Dr Matthew Franklin is a Senior Health Economist at the University of Sheffield and principle investigator for the Unlocking Data project. He has 13+ years of experience exploring the use of real-world data for health economic analyses and care research.

Dan Howdon

Dr Dan Howdon is a Senior Research Fellow in health economics at the University of Leeds. He has experience in various areas of health economics, encompassing decision rules for economic evaluation and empirical research using administrative healthcare data.

Suzanne Mason

Prof. Suzanne Mason is a Professor of Emergency Medicine at the University of Sheffield, clinician at Barnsley Hospital NHSFT, and Associate Director of the HDRUK Northern Partnership.

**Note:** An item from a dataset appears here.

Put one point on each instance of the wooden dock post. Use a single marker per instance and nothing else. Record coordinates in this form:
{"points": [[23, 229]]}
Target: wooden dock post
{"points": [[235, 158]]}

Her main research interests include using routine data driven approaches to evaluate emergency & urgent care systems

Tony Stone

Tony Stone is a Research Fellow and Data Architect in Health Services Research at the University of Sheffield. Tony has considerable experience in large scale linkage and subsequent analysis of real-world data for healthcare research.

Monica Jones

Monica Jones is Chief Data Officer for the University of Leeds and Associate Director for Health Data Research UK (HDRUK). Her research interest spans digital health, cancer research and improvements to health and social care; through the use of open standards and electronic health records, to generate real world data.